Editor: And how do you see the situation in Asia impacting these Western markets? We’ve seen positive movements in Chinese and Hong Kong stocks recently due to government measures to stabilize and uplift market prices.
Dr. Moreno: Absolutely. China’s recent push for “market value management” has created a wave of optimism. If the Chinese economy shows signs of recovery, this could stabilize global supply chains and bolster investor confidence in various sectors. We know that Asia often leads trends, so positive developments there can have a favorable spillover effect on European and U.S. markets.
Editor: Meanwhile, the situation regarding cryptocurrencies is intriguing. Bitcoin’s dramatic rise this past week caught the attention of many investors. What do you think is driving this resurgence?
Dr. Moreno: The cryptocurrency market is notoriously volatile, and this week’s 17% increase in Bitcoin can be linked to a mix of factors, including speculative trading and a renewed interest in digital assets as alternatives to traditional investments. However, investors should tread carefully, as sudden spikes in cryptocurrency often come alongside potential uncertainties.
Editor: On the flip side, gold experienced a notable decline. Is there a correlation between these movements in cryptocurrencies and the fall in gold prices?
Dr. Moreno: Yes, there is often an inverse relationship between gold and cryptocurrencies. When investors gravitate towards riskier assets like Bitcoin, capital tends to flow out of safe-haven investments like gold. The current market sentiment suggests that many are opting for the potential high rewards of cryptos rather than the stable, albeit lower returns of gold.

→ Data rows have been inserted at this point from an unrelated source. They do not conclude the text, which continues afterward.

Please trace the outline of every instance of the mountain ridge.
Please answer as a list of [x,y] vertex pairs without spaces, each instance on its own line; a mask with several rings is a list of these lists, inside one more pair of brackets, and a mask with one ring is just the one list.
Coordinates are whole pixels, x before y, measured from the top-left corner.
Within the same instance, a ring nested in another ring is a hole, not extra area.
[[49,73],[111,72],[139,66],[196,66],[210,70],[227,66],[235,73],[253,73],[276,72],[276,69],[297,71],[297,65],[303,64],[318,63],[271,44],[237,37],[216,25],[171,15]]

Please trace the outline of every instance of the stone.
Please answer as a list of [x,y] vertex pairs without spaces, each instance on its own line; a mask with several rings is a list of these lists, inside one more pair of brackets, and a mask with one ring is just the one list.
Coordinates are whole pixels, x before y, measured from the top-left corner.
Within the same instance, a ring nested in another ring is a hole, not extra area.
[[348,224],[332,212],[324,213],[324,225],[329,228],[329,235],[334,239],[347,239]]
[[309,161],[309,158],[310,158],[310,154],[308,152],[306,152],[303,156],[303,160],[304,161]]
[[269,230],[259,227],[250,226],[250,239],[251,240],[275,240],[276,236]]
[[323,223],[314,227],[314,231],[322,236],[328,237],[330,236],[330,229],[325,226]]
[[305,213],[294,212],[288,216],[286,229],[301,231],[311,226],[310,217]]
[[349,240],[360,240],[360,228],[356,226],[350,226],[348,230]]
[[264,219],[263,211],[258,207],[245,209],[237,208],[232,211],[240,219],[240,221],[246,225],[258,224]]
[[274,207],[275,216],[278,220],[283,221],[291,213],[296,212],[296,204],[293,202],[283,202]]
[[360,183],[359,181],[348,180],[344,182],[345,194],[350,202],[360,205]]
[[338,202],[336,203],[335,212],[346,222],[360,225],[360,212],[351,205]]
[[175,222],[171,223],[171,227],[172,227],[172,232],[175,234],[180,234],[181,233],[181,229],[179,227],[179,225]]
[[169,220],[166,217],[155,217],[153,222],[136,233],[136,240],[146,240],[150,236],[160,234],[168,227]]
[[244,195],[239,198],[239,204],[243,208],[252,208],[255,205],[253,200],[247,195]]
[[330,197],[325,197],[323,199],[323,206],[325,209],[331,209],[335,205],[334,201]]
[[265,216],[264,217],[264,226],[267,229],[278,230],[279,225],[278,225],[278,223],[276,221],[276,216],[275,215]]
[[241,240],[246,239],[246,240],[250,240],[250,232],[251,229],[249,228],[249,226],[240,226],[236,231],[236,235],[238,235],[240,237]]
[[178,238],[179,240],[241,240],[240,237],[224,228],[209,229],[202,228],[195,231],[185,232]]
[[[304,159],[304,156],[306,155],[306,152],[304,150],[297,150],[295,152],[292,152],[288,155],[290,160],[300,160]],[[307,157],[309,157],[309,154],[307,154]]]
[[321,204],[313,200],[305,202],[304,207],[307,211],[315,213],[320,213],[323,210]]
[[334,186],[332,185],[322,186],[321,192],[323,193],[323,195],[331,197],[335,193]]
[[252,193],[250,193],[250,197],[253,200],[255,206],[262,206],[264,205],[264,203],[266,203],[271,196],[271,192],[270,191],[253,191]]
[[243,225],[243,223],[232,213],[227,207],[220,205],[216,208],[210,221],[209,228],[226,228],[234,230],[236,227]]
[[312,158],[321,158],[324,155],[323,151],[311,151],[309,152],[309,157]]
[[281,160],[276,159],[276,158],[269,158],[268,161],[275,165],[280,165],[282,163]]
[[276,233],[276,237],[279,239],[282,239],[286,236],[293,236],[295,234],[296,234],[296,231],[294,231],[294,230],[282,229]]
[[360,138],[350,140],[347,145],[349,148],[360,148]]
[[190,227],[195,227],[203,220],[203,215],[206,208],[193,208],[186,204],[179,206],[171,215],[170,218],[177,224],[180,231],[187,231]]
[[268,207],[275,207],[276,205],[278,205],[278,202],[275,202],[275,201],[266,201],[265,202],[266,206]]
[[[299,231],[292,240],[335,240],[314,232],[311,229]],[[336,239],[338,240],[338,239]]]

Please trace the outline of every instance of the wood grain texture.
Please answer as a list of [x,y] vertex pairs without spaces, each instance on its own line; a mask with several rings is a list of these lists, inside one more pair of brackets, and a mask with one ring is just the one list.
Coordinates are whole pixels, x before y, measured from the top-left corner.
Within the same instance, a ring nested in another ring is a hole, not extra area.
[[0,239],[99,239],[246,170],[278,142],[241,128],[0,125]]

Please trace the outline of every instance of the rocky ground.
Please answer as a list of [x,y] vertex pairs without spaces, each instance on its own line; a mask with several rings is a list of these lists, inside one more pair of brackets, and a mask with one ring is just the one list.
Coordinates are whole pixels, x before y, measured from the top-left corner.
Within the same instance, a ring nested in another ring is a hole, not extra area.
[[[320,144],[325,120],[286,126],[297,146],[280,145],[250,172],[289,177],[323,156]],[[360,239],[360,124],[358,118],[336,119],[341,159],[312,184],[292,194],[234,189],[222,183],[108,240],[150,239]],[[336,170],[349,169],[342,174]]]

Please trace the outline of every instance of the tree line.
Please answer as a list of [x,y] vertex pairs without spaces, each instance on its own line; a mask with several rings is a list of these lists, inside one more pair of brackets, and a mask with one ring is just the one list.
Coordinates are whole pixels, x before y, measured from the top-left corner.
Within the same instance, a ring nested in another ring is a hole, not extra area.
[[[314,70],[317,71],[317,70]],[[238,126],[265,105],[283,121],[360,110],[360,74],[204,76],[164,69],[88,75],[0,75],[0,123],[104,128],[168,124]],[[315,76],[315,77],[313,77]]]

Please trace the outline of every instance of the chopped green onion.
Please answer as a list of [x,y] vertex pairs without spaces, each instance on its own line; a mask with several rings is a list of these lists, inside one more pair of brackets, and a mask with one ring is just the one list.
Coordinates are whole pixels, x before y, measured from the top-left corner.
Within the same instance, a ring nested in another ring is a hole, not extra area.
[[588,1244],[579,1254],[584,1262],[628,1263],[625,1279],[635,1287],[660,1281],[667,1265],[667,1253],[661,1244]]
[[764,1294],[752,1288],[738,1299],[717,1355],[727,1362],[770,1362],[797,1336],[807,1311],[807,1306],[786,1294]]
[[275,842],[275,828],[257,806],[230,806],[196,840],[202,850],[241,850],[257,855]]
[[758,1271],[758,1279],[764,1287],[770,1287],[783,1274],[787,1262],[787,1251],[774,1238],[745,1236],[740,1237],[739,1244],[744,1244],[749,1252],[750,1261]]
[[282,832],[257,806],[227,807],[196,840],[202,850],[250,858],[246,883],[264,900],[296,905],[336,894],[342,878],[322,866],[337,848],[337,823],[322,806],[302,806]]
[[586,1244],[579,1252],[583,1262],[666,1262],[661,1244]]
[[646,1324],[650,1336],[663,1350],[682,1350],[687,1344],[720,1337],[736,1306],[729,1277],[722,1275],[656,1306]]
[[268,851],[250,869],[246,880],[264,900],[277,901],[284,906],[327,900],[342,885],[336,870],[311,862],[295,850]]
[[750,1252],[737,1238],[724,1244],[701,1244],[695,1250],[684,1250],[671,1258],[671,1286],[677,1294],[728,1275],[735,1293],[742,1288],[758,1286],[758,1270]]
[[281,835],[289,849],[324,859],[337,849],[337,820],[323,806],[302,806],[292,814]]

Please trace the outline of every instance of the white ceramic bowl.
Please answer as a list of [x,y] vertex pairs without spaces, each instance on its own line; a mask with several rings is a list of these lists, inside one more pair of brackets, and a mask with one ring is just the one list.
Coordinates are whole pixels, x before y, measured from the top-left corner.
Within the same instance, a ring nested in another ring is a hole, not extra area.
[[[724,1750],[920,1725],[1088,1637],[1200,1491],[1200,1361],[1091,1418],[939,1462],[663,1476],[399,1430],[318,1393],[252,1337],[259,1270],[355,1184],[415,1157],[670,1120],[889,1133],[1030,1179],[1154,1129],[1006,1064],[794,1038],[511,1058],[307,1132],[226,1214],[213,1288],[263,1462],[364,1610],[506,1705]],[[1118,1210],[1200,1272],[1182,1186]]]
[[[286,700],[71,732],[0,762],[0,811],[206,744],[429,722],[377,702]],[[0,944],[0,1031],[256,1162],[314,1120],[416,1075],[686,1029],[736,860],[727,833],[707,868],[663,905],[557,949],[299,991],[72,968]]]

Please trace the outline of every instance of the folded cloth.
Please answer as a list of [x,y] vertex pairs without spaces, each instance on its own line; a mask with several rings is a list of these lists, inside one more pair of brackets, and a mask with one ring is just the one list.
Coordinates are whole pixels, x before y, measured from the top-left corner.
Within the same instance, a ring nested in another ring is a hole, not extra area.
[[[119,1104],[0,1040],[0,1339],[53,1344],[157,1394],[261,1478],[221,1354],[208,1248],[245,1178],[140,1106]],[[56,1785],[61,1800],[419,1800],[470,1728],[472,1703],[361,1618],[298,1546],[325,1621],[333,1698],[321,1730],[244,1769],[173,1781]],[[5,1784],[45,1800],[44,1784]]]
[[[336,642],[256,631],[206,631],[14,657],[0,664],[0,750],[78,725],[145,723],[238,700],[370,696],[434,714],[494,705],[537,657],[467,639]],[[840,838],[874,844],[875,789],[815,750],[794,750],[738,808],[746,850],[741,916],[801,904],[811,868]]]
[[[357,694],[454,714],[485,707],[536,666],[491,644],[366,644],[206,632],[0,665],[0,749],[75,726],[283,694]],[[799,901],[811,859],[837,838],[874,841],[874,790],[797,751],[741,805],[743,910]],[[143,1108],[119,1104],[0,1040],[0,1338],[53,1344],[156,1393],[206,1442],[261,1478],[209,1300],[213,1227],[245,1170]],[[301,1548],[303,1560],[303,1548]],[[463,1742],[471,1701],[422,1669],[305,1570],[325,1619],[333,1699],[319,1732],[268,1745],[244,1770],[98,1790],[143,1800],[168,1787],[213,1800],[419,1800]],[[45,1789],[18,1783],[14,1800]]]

Editor: Shifting gears to the political landscape, we have the G20 summit taking place with key discussions on global taxation being led by Brazil’s President Lula da Silva. How might this initiative impact the markets, especially with Spain’s support for it?
Dr. Moreno: The G20 discussions on a new global tax for billionaires could reshape fiscal policies in many countries, including Spain. If this initiative gains traction, it might lead to increased public spending and investment in social projects, which could stimulate growth. However, markets may initially react with volatility as they assess the implications of higher taxation on corporate profits.
Editor: Thank you, Dr. Moreno, for your insightful analysis. It seems we’re navigating through a dynamic landscape, and we’ll have to keep a close eye on how these various factors unfold in the coming weeks.
Dr. Moreno: Thank you for having me! It will certainly be interesting to watch how these narratives evolve and impact global markets.